RI Punya 'Harta Karun' Hijau, Disiapkan Untuk Pasar Ekspor!

Verda Nano Setiawan, CNBC Indonesia
Rabu, 07/09/2022 17:45 WIB
Foto: Pembangkit Listrik Tenaga Bayu (PLTB) di Jeneponto, Sulawesi Selatan (Ist Kementrian ESDM)

Jakarta, CNBC Indonesia - Menteri Badan Usaha Milik Negara (BUMN) Erick Thohir menyampaikan saat ini PT Pertamina (Persero) tengah mengembangkan bahan bakar masa depan yakni green hydrogen. Bahkan, produksi dari hydrogen sendiri rencananya bakal diprioritaskan untuk pasar ekspor.
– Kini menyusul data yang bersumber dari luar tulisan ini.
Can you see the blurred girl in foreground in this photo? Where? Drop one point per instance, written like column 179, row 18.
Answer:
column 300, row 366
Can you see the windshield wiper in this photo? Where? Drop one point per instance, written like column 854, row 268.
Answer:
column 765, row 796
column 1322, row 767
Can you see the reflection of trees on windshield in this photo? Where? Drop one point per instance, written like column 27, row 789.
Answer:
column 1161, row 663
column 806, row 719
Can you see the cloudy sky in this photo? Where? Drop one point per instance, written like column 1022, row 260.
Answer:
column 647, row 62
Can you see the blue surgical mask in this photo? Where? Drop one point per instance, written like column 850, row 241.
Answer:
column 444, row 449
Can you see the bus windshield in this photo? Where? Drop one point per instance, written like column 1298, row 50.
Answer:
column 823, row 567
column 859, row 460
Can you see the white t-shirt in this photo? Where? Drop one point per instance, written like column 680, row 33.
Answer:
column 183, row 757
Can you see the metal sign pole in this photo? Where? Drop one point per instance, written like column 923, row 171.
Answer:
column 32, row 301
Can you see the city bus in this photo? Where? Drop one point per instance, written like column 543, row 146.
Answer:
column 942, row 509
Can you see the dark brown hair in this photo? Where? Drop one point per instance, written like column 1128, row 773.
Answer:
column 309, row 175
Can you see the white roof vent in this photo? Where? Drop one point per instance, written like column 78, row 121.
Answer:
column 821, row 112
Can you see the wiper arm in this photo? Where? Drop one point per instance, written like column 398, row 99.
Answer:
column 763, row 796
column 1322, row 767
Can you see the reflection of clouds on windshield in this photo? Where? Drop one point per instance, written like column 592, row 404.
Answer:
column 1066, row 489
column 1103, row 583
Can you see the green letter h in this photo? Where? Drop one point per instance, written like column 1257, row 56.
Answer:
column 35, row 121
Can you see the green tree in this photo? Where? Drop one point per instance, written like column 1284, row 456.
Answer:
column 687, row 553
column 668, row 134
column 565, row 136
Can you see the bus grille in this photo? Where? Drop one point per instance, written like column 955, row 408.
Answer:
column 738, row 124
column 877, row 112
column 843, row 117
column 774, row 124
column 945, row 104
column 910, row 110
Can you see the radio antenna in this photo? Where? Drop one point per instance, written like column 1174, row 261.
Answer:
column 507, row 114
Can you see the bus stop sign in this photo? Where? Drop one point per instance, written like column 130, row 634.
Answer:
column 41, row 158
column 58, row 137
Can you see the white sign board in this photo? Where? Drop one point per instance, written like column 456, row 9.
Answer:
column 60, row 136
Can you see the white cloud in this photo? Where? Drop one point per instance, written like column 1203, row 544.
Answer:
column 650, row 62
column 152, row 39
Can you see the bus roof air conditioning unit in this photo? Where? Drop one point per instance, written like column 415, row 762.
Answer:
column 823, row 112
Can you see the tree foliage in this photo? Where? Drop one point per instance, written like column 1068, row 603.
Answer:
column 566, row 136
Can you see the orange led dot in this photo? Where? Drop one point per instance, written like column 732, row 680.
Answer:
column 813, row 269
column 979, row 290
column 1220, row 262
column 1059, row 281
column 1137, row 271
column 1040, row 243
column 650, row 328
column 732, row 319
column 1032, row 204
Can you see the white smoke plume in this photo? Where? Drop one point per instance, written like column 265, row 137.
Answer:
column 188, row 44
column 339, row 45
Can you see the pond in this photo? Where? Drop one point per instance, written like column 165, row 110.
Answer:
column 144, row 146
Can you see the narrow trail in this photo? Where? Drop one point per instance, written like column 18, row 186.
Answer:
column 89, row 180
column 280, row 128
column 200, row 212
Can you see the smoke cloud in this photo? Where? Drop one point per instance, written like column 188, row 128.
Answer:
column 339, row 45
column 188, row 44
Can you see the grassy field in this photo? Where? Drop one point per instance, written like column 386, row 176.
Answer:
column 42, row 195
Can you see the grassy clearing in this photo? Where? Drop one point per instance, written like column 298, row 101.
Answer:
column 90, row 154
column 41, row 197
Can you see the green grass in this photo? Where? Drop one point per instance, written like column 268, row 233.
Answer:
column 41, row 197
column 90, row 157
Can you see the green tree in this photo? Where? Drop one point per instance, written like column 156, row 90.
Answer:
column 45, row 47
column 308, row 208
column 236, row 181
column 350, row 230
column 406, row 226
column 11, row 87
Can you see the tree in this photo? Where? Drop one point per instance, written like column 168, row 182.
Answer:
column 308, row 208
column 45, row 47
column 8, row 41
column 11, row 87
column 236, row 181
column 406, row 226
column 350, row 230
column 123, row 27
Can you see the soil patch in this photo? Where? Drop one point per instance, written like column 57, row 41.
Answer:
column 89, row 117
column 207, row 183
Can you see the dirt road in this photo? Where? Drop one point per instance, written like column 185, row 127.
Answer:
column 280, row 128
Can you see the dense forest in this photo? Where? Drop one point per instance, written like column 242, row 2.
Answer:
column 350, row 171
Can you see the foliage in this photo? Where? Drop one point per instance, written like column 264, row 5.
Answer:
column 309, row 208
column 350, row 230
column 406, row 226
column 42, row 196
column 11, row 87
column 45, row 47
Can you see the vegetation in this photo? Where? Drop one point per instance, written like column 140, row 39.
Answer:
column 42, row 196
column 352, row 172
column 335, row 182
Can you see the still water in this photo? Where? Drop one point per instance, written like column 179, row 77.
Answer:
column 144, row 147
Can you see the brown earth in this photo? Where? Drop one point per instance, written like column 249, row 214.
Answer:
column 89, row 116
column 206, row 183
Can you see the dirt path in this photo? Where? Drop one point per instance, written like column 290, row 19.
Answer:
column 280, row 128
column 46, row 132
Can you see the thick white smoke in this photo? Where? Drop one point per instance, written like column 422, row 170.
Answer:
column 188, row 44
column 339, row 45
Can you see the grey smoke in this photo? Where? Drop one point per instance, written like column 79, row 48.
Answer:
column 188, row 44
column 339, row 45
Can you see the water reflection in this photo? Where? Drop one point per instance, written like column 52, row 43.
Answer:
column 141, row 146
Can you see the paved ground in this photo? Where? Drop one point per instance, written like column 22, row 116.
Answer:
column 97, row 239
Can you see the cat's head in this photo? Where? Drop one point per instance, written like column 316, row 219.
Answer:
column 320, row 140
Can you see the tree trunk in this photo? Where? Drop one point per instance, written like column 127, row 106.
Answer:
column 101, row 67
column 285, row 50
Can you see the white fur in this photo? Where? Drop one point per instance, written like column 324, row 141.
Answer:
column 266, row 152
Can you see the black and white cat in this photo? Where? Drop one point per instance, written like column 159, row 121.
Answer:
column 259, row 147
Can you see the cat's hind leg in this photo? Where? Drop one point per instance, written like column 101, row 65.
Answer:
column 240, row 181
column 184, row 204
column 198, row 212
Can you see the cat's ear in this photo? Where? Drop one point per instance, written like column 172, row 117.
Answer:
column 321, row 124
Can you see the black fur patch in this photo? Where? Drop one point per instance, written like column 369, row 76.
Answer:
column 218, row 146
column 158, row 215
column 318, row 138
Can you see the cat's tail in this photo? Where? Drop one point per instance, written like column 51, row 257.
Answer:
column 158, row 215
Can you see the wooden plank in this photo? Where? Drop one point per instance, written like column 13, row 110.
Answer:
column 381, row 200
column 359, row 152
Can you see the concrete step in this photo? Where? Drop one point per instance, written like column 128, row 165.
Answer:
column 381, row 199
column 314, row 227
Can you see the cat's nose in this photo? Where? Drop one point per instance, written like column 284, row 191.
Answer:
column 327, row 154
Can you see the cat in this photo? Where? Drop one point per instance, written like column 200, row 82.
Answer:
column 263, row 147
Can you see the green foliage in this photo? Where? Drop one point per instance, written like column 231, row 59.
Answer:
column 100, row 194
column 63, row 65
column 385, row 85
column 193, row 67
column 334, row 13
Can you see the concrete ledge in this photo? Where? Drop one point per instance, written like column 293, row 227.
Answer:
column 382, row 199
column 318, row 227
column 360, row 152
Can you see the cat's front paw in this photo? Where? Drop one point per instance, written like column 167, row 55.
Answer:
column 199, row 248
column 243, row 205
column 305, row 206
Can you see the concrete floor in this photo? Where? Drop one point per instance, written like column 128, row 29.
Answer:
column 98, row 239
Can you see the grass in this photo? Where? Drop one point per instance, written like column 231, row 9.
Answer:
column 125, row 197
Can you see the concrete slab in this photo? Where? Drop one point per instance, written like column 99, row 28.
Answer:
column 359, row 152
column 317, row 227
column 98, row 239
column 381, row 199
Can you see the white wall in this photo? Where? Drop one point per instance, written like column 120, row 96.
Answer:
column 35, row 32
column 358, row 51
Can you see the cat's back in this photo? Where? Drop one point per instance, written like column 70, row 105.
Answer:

Menurut Erick PT Pertamina sendiri bahkan telah menjalin kerja sama dengan mitra strategis di Belanda untuk pengembangan Pembangkit Listrik Tenaga Bayu (PLTB) yakni Pondera Wind Farm. Adapun produksi yang dihasilkan dari PLTB tersebut rencananya akan digunakan untuk produksi green hydrogen.

"Untuk kita terlalu dini tetapi negara lain seperti Jepang-Korea yang industrialisasi yang jauh lebih tinggi membutuhkan nah kita supply dulu. Sampai nanti di satu titik ketika kita udah, kita sudah punya. Rencana awal ekspor tapi bukan tidak mungkin setelah transisi ini terjadi baru kita serap. Market kita besar makanya transisi nya ini penting," ujarnya saat ditemui usai acara Sarasehan 100 Ekonom Indonesia di Menara Bank Mega, Jakarta, Rabu (7/9).
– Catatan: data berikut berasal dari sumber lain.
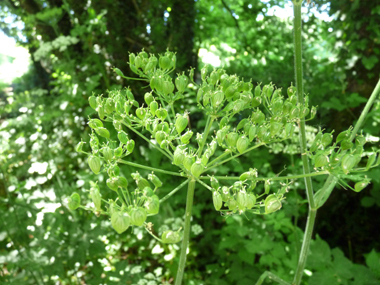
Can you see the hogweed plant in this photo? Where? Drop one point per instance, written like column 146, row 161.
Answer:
column 273, row 118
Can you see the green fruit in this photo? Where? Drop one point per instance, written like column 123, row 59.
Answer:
column 123, row 137
column 107, row 153
column 181, row 83
column 95, row 163
column 79, row 147
column 223, row 122
column 155, row 180
column 257, row 91
column 122, row 182
column 326, row 139
column 359, row 186
column 348, row 162
column 251, row 201
column 165, row 62
column 197, row 168
column 161, row 114
column 95, row 197
column 103, row 132
column 142, row 183
column 178, row 156
column 120, row 221
column 148, row 97
column 272, row 204
column 361, row 140
column 370, row 161
column 153, row 106
column 217, row 200
column 346, row 144
column 160, row 136
column 186, row 137
column 101, row 111
column 321, row 160
column 216, row 99
column 241, row 124
column 258, row 117
column 181, row 123
column 130, row 145
column 342, row 136
column 112, row 183
column 140, row 113
column 241, row 199
column 252, row 133
column 74, row 201
column 110, row 106
column 232, row 204
column 275, row 128
column 220, row 136
column 148, row 192
column 214, row 183
column 152, row 205
column 188, row 161
column 232, row 139
column 95, row 123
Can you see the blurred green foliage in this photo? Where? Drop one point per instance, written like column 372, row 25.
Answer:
column 74, row 45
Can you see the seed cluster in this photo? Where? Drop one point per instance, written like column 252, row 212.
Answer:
column 268, row 118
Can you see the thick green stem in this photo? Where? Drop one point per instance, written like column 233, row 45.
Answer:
column 186, row 233
column 274, row 178
column 299, row 86
column 173, row 191
column 210, row 120
column 306, row 168
column 149, row 168
column 271, row 276
column 305, row 246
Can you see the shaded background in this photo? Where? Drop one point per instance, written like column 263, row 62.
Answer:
column 73, row 46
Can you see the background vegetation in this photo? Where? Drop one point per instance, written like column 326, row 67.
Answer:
column 73, row 47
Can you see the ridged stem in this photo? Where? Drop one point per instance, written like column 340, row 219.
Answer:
column 186, row 233
column 306, row 168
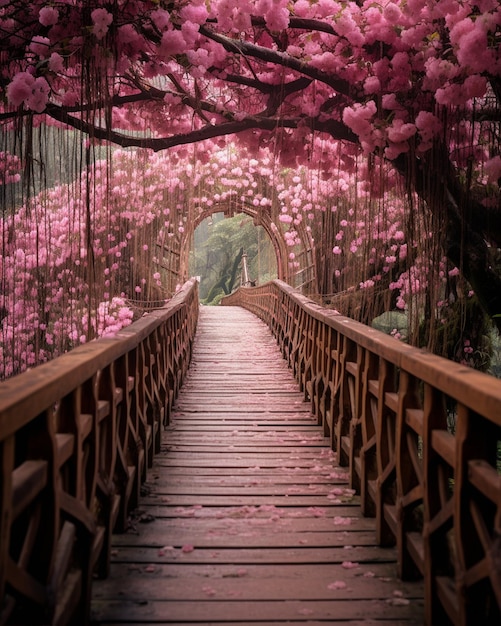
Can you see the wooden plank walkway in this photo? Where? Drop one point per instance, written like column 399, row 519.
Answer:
column 247, row 518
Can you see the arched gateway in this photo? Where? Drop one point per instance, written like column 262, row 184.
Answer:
column 295, row 264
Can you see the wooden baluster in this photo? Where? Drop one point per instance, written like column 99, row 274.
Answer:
column 7, row 450
column 409, row 469
column 108, row 497
column 386, row 520
column 368, row 452
column 439, row 463
column 477, row 519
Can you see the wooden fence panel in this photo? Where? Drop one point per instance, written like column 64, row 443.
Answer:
column 76, row 438
column 421, row 437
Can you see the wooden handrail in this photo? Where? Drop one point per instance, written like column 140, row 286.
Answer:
column 421, row 437
column 77, row 436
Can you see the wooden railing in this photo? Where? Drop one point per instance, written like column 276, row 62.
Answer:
column 77, row 436
column 421, row 436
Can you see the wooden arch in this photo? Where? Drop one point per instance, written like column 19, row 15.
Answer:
column 175, row 250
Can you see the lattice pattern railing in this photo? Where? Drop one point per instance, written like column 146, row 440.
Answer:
column 76, row 438
column 421, row 436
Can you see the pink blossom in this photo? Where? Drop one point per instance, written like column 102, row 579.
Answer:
column 101, row 19
column 195, row 13
column 20, row 88
column 48, row 16
column 172, row 43
column 161, row 19
column 40, row 46
column 492, row 168
column 392, row 13
column 399, row 131
column 56, row 62
column 372, row 84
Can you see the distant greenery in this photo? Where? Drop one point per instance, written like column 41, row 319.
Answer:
column 219, row 245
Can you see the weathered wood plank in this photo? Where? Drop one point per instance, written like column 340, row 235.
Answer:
column 246, row 517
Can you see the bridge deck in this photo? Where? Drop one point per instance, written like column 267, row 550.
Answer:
column 246, row 516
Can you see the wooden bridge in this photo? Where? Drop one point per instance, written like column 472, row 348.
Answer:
column 366, row 490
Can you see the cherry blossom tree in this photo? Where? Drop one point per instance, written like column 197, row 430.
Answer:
column 406, row 90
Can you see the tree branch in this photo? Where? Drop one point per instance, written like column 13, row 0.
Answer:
column 332, row 127
column 248, row 49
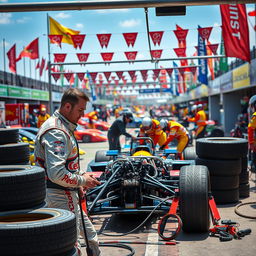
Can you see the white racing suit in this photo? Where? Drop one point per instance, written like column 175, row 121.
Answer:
column 56, row 150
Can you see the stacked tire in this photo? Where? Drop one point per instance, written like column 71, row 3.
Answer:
column 222, row 156
column 26, row 228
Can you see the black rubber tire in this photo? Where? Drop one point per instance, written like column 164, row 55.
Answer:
column 221, row 167
column 244, row 190
column 189, row 153
column 221, row 148
column 9, row 135
column 224, row 182
column 21, row 187
column 38, row 232
column 193, row 205
column 226, row 196
column 100, row 156
column 86, row 138
column 14, row 153
column 244, row 177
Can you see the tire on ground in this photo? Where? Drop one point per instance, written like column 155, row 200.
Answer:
column 8, row 135
column 14, row 153
column 189, row 153
column 101, row 156
column 193, row 205
column 38, row 232
column 21, row 187
column 221, row 167
column 221, row 148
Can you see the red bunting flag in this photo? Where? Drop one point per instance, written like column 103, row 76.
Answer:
column 181, row 35
column 132, row 73
column 156, row 54
column 56, row 76
column 213, row 48
column 107, row 75
column 42, row 67
column 59, row 57
column 104, row 39
column 80, row 76
column 156, row 72
column 205, row 32
column 31, row 51
column 56, row 39
column 130, row 38
column 235, row 31
column 12, row 58
column 119, row 74
column 82, row 57
column 78, row 40
column 107, row 56
column 68, row 76
column 156, row 37
column 131, row 55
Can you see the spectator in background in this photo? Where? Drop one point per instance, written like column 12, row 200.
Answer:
column 42, row 117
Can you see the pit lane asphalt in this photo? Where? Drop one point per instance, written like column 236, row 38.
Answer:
column 187, row 244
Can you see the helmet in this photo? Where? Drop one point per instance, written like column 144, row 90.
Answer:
column 163, row 123
column 252, row 104
column 146, row 123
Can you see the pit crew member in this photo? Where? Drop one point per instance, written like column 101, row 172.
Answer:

Sebelumnya, PT Pertamina (Persero) menargetkan produksi pertama bahan bakar green hydrogen atau hidrogen hijau wilayah kerja panas bumi (WKP) Ulubelu dapat dimulai pada 2023. Adapun produksinya ditargetkan dapat mencapai 100 kilogram per hari.

Vice President Business Planning & Portfolio PT Pertamina Power Indonesia, Fuadi Arif Nasution membeberkan proyek percontohan hidrogen hijau yang sedang dikembangkan di daerah Ulubelu dengan target produksi 100 kilogram per hari masih berlangsung.

"Estimasinya sekitar 100 kg/hari, targetnya 2023," ujar Fuadi dalam diskusi Mereguk Peluang Bisnis Transisi Energi Bersih, Rabu (3/8/2022).

Menurut dia, saat ini Pertamina tengah mengurus proses izin lingkungan di Kementerian Lingkungan Hidup dan Kehutanan. Dimana perusahaan fokus dalam proses revisi analisis mengenai dampak lingkungan (amdal) yang menjadi salah satu syarat.

"Teknologi yang digunakan ada. Kita sudah memiliki off taker yakni RU Plaju. Tapi saat ini kita fokus pada revisi amdal untuk perizinan makanya ini belum onstream ini, doakan segera bisa launching," kata dia.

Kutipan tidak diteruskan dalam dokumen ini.